In [1]:
from google.colab import drive
drive.mount('/content/drive')

Drive already mounted at /content/drive; to attempt to forcibly remount, call drive.mount("/content/drive", force_remount=True).


## Research Question: Airbnb Prices in NYC 
NYC is a very diverse area known for its 5 boroughs. These boroughs vary drastically in terms of people, culture, and income. Does Airbnb display these variations through its listings as well? Do prices change from borough to borough and how significant are these changes? Can we also accurately predict prices and make suggestions for houses just like Airbnb does? We will see below in our Data 301 Final Project which is broken up into 3 parts: EDA, Machine Learning, and Final Conclusion. 

## Imports for Data Collection

In [0]:
import pandas as pd
import numpy as np
import sys
sys.setrecursionlimit(10000000)
import json
from pandas.io.json import json_normalize
import sklearn 
import warnings # the below imports were to stop displaying warnings for aesthetic appeal
from pandas.core.common import SettingWithCopyWarning
warnings.simplefilter(action="ignore", category=SettingWithCopyWarning) 

# About Our Data: 

1.   Our Main CSV File for 50,000 Listings: Inside Airbnb, http://insideairbnb.com/ , a website which holds publically available information about Airbnb's all over the world --> csv file
2.   Our JSON File for NY Subways: NYC Open Data, https://opendata.cityofnewyork.us/, lots of geospatial data for making maps and locating subways. We used this to get information about subways --> json file
3. A PNG Image for Our Map
4. A CSV file to map neighborhood to borough

# Cleaning Our Data: 

Reading in Our Main CSV File

In [3]:
df_bnb = pd.read_csv("listings.csv", error_bad_lines=False, encoding = "utf8")

  interactivity=interactivity, compiler=compiler, result=result)


Filtering the variables we think are important

In [0]:
df = df_bnb.filter(["id", "name", "summary", "space", "description", "host_id", "host_response_rate",
                     "host_is_superhost", "street", "neighbourhood", "city", "latitude", "longitude", 
                     "property_type", "room_type", "bathrooms", "bedrooms", "beds", "bed_type", "amenities", 
                     "square_feet", "price", "cleaning_fee", "number_of_reviews", "review_scores_rating"]) 

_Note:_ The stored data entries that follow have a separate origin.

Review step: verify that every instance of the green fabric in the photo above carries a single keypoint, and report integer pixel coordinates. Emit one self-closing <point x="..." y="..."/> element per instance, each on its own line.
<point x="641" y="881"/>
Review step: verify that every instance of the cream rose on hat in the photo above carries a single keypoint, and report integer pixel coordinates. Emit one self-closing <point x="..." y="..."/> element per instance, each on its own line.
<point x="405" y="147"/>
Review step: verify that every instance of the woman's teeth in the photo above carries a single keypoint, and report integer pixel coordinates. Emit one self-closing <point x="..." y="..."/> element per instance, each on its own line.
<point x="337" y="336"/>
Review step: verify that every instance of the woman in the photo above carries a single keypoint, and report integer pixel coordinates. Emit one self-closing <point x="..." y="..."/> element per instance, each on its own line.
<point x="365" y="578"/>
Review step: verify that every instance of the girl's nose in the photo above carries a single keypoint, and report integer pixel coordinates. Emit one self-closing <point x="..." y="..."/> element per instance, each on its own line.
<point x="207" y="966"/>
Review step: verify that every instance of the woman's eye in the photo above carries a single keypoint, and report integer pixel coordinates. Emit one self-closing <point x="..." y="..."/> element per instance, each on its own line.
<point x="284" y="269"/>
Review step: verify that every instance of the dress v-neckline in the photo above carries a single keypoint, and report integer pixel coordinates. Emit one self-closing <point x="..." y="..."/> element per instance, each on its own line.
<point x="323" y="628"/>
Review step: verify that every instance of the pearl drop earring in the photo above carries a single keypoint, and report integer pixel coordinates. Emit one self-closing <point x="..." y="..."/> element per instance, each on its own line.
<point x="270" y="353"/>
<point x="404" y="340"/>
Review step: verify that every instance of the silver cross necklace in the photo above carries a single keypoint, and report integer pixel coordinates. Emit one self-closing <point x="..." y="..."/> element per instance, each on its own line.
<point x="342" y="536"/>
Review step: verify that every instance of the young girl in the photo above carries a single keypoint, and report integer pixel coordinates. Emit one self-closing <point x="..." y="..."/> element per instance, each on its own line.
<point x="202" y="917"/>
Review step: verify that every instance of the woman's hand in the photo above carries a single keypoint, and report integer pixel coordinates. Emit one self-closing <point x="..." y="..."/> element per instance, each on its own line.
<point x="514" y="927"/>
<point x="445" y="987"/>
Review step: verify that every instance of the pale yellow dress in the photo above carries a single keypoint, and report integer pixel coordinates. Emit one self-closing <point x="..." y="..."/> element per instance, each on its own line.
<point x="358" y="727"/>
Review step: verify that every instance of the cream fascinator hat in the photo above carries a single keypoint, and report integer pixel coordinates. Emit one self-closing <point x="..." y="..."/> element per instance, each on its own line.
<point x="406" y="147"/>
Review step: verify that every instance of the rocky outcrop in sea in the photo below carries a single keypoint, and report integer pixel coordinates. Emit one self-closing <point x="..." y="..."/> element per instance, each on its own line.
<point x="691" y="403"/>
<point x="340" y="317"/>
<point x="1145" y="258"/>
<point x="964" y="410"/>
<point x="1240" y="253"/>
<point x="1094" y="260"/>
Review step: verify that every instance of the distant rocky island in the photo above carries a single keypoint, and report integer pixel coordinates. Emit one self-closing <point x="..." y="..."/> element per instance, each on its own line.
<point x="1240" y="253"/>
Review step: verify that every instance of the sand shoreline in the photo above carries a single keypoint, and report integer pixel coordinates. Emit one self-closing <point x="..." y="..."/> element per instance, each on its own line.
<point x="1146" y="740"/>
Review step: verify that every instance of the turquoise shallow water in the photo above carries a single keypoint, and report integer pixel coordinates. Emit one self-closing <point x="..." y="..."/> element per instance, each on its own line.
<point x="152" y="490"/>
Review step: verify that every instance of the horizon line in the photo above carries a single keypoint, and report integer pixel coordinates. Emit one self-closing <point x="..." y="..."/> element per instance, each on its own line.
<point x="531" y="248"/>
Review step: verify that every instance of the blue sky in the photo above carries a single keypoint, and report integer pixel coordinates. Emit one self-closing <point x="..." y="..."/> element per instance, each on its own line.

Price, our main prediction variable, is a string. We need to filter out bad data which did not start with a dollar sign. For example, some prices were read in accidentally as Neighborhood. We also needed to remove the "$" and ".00"

In [0]:
df = df[df.price.str.startswith("$", na=False) == True]
df["price"] # price is a string, need to remove the dollar sign
df["price_int"] = df["price"].str.replace("$", "").str.replace(",", "").astype(float)

Our data had 200 neighborhoods but we wanted to categorize our data into 5 boroughs. We did this by joining another dataset as mentioned above.

In [0]:
joined = pd.read_csv("neighbourhoods.csv")  # another CSV file to join on 
df = df.merge(joined, on=["neighbourhood"])
df = df.rename(columns={"neighbourhood_group": "boroughs"}) # renaming the column

We found listings to be less than 50 dollars a night and some listings to be over 10,000 dollars a night. This threw off our data so we created a new dataframe, df2, which limited the "price" variable to a certain range

In [0]:
df2 = df[df.price_int < 650]
df2 = df2[df2.price_int > 50]

The longitude and latitude were also objects and not floats. We had to change that as well

In [0]:
df2["latitude_int"] = df2["latitude"].astype(float)
df2["longitude_int"] = df2["longitude"].astype(float)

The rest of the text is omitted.